26

Estaba hermoso París. Las amplias avenidas, las anchas aceras sombreadas por potentes plátanos, las elegantes fachadas de piedra con tejados de pizarra, las plazas con monumentos de bronce, los parques, los jardines, la animación que no había decrecido a pesar de la guerra y de la ocupación alemana, los cafés con terraza, los músicos callejeros, los puestos de libros, de grabados, de flores, a lo largo del Sena, los tenderetes de los mercadillos, las iglesias, los teatros, los cines, los cabarets, los museos... Diríase que París no estaba en guerra, si no fuera porque abundaban los alemanes de permiso con sus uniformes grises, con guías y cámaras fotográficas en la mano, y porque la bandera de la cruz gamada ondeaba en algunos edificios requisados por el gobierno militar. También, quizá, se detectaba la guerra en la escasez de automóviles, en la abundancia de bicicletas y en que a muchos ciudadanos, que habían adelgazado considerablemente, debido a las privaciones, les quedaba la ropa excesivamente holgada. Pero la vida continuaba.

El barrio latino bullía de actividad, las tiendas de ropa del Boulevard Saint Michael, las terrazas de los cafés con veladores de mármol y sillas plegables de madera, los músicos callejeros en torno a la estatua de Danton. Había menos género que de costumbre en los escaparates art nouveau de las pastelerías de la rué l'École de Medecine, en las que parte de los expositores de acero inoxidable permanecían vacíos o mostraban la escasa dulcería que permitía la guerra. No obstante, la actitud de los parisinos era la de siempre, la alegre displicencia...

—No parece la capital de una nación derrotada —observó Von Kessler desde el Renault 1934 que los transportaba.

—Es que París lo digiere todo —comentó Zumel.

Almorzaron en Le Poulidor, en la rue Monsieur-le-Prince.

—¿Qué comerán los señores? —preguntó el maitre, solícito—. Si me permiten una sugerencia, les recomiendo las andouilles à la bordelaise.

—Suena bien —dijo Von Kessler—. ¿Eso es carne o pescado?

—Carne, monsieur.

—Está bien. Eso mismo y cerveza.

Comieron con apetito las morcillas rellenas de intestinos y estómago de cerdo picado menudo y aderezadas con pimienta y especias.

A los postres, Von Kessler encendió un cigarrillo rubio de los que las SS requisaban de los paquetes de los prisioneros enviados a través de la Cruz Roja, y se mostró satisfecho.

—No parece que los hunos hayamos estropeado la ciudad —comentó, observando la animación callejera.

—A la caída de Napoleón la ocuparon los cosacos, quienes para pedir un vaso de aguardiente decían bistró, bistró, o sea, rápido, rápido. París adoptó inmediatamente la palabra para designar un tipo de restaurantes. París lo digiere todo.
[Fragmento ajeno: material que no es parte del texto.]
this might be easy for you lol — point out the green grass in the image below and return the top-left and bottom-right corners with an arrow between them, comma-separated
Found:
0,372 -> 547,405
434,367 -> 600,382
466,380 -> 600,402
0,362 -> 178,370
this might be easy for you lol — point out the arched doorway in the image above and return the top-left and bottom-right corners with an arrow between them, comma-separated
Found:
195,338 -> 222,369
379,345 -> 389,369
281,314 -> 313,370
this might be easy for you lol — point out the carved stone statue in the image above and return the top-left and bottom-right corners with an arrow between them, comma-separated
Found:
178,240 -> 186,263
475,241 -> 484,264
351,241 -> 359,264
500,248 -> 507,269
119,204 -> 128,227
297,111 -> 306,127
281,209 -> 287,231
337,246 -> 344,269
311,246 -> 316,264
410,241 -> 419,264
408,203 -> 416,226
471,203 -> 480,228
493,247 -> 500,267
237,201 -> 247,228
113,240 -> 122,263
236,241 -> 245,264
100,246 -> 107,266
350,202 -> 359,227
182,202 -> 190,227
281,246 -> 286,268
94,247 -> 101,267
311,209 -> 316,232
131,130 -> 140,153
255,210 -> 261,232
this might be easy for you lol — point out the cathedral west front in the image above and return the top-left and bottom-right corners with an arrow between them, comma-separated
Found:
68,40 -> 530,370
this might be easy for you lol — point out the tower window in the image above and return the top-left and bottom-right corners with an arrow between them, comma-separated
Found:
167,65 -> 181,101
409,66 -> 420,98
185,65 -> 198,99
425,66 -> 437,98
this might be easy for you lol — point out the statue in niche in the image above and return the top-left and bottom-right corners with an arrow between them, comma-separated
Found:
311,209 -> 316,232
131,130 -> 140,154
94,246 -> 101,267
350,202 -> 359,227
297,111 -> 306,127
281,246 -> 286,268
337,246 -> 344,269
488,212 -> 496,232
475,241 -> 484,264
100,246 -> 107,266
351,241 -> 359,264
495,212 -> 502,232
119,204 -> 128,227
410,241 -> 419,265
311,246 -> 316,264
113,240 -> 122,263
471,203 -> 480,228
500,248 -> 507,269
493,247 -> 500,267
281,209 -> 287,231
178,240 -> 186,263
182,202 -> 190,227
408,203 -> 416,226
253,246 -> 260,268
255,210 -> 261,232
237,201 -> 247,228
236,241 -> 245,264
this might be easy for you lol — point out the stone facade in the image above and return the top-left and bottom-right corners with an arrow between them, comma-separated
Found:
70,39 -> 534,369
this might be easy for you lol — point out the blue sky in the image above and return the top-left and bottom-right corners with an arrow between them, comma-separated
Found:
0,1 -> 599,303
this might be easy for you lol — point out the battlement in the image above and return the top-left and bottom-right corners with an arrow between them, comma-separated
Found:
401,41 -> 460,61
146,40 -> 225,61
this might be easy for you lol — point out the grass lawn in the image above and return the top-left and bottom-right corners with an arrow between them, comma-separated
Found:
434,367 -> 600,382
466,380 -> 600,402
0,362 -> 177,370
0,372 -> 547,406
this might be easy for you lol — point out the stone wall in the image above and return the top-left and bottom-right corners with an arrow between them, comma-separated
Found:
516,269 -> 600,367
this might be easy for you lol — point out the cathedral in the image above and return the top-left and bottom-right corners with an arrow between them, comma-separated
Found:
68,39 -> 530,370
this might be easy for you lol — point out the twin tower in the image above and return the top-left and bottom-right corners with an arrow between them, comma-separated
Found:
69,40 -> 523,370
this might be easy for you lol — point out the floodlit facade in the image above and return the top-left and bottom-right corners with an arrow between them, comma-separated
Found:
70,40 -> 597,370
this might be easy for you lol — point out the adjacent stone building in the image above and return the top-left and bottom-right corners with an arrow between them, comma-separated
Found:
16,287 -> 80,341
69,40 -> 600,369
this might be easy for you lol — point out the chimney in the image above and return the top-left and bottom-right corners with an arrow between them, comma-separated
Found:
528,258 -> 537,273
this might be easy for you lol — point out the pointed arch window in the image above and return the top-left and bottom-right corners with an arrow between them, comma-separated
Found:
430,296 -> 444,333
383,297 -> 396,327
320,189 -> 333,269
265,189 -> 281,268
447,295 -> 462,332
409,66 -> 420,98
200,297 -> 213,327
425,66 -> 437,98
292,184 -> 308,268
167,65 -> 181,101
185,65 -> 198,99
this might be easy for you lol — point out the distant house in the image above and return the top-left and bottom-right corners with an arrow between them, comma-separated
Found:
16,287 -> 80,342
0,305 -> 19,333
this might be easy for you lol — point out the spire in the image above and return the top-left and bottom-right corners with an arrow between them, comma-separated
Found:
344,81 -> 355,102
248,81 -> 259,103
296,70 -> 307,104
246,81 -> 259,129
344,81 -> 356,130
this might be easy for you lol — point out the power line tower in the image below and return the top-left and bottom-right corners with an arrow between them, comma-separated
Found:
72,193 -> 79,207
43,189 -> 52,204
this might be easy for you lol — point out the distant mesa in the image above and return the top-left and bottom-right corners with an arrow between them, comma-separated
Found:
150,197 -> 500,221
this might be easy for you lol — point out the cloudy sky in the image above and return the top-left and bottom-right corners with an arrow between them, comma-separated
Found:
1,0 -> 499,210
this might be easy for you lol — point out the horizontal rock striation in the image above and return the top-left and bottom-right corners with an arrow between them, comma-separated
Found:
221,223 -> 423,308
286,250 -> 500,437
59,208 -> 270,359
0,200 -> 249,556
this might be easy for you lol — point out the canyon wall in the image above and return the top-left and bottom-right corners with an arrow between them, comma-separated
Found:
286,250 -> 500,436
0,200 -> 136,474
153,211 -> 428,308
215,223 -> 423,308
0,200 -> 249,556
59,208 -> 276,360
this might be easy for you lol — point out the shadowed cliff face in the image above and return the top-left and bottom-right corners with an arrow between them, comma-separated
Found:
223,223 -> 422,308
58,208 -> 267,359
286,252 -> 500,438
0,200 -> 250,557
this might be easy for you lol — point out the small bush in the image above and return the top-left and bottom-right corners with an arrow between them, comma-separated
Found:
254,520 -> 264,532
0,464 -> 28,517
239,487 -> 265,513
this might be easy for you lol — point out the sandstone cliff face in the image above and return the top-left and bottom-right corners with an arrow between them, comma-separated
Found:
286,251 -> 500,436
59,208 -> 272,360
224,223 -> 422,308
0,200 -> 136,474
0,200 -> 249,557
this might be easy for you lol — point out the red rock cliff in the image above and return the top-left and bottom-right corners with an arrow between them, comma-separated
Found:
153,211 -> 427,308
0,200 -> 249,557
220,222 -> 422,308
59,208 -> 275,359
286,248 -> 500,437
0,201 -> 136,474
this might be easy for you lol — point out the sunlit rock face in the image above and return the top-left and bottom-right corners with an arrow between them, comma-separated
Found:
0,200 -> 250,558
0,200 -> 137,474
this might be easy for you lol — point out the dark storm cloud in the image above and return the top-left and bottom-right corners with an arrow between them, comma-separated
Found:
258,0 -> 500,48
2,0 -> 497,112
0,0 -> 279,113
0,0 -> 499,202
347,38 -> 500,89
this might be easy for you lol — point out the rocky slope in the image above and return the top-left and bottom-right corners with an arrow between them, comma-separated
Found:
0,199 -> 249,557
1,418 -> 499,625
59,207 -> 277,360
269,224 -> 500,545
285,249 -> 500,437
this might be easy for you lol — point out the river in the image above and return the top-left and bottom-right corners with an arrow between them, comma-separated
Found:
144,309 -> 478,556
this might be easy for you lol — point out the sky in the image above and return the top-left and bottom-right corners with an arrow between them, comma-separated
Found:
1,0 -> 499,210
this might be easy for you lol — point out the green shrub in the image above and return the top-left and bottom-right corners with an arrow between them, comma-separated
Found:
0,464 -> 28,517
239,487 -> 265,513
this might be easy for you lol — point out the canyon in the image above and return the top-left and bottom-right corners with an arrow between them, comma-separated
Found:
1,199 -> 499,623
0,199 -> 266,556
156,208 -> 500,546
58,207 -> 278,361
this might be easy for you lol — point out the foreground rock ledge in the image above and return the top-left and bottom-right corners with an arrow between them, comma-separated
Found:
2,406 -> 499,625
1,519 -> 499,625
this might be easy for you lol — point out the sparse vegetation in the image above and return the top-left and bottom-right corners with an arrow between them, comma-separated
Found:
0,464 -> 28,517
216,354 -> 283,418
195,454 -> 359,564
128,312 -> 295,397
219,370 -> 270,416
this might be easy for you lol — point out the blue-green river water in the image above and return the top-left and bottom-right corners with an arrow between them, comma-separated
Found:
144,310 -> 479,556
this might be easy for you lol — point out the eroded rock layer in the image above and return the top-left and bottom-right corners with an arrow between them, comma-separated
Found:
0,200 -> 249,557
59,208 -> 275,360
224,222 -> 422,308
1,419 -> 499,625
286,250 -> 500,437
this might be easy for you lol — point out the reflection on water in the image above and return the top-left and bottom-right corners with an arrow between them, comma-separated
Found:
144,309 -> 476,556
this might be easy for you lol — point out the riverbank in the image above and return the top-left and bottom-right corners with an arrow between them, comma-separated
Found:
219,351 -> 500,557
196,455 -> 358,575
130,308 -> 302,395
Von Kessler miró a Zumel con interés.

—¿Conoce usted París?

—He estado aquí algunas veces.

Estuvieron un minuto en silencio, en el que se limitaron a observar a los viandantes.

—Creo que estamos perdiendo el tiempo, que esta historia del Arca es tan inútil como la matanza de judíos. No es nada personal, pero esto de hacer de carcelero de un cabalista judío que no sabe lo que está buscando me parece un desperdicio lamentable de recursos. Si han decidido que no sirvo para el frente podrían tenerme en un ministerio, creo que sería más útil por mi experiencia de varios años en carros de combate. A menudo he soñado con ayudar a diseñar un tanque superior a todos los conocidos. Incluso en mis ratos libres hacía bocetos. Sin embargo, llevo meses uncido a este proyecto demencial.

—¿Insinúa que el Reichsführer está loco?

En otro tiempo hubiese castigado la insolencia del judío con una bofetada y quizá en otro tiempo más oscuro aún, con un tiro en la nuca, pero ahora, después de sentir un licor amargo en la garganta, sólo se le ocurrió decir:

—Alemania está usando una burocracia considerable, varios ejércitos con sus armas automáticas y sus municiones, preciosos recursos ferroviarios, costosas técnicas de ingeniería, hombres de ciencia dedicados a la investigación y al desarrollo, todo para conseguir unos fines que no tienen significado económico ni militar, sino meramente sicológico.

Era la primera vez que se atrevía a expresar aquella crítica en voz alta. Recordó el concierto en el campo de Auschwitz y sonrió amargamente.

—Creo que es hora de acostarse —dijo mirando el reloj—. Mañana nos espera un día muy ajetreado.